El joven volvió a desplomarse sobre la mesa. Desesperado, clavó los dientes en la manga de la camisa.

– Una confesión -admitió -. He hecho una confesión.

23

Friis intentó controlarse.

– ¿Entiendes lo que has hecho? -preguntó con voz ronca -. ¿Entiendes la gravedad de esto?

– Sí -contestó Gøran.

Estaba tumbado en el catre, dormitando. Sentía una gran tranquilidad.

– Has confesado el delito más grave de todos, el que recibe el castigo más severo de la ley, a pesar de que la policía no tiene ni una sola prueba contundente. Ni siquiera saben si van a ser capaces de encausarte con una base tan poco consistente. Y además, han de buscar un jurado dispuesto a condenarte en base a rumores y suposiciones.
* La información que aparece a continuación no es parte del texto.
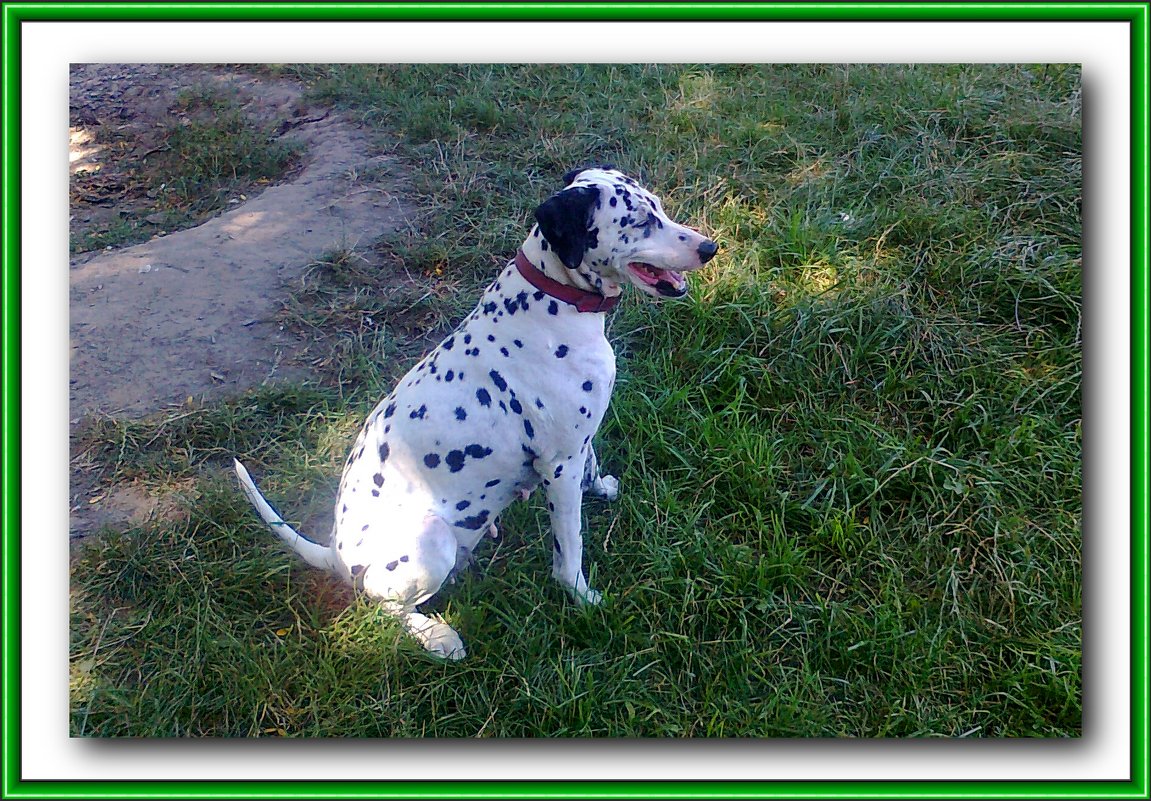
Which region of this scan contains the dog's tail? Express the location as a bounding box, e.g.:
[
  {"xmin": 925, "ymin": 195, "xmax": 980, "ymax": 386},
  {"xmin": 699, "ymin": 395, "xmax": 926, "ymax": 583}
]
[{"xmin": 233, "ymin": 459, "xmax": 335, "ymax": 570}]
Dio unos pasos por la habitación.

– ¿Entiendes lo que has hecho? -repitió.

Gøran miró asombrado a Friis.

– ¿Y si lo hubiera hecho?

– ¿Que si lo hubieras hecho? Dijiste que eras inocente. ¿No lo mantienes?

– Ya no me importa. Tal vez lo hiciera. He pasado tantas horas en esta habitación, formándome tantas ideas que ya no sé lo que es verdad. Todo es verdad y nada es verdad. No me dejan entrenar. Me siento lleno de droga -farfulló.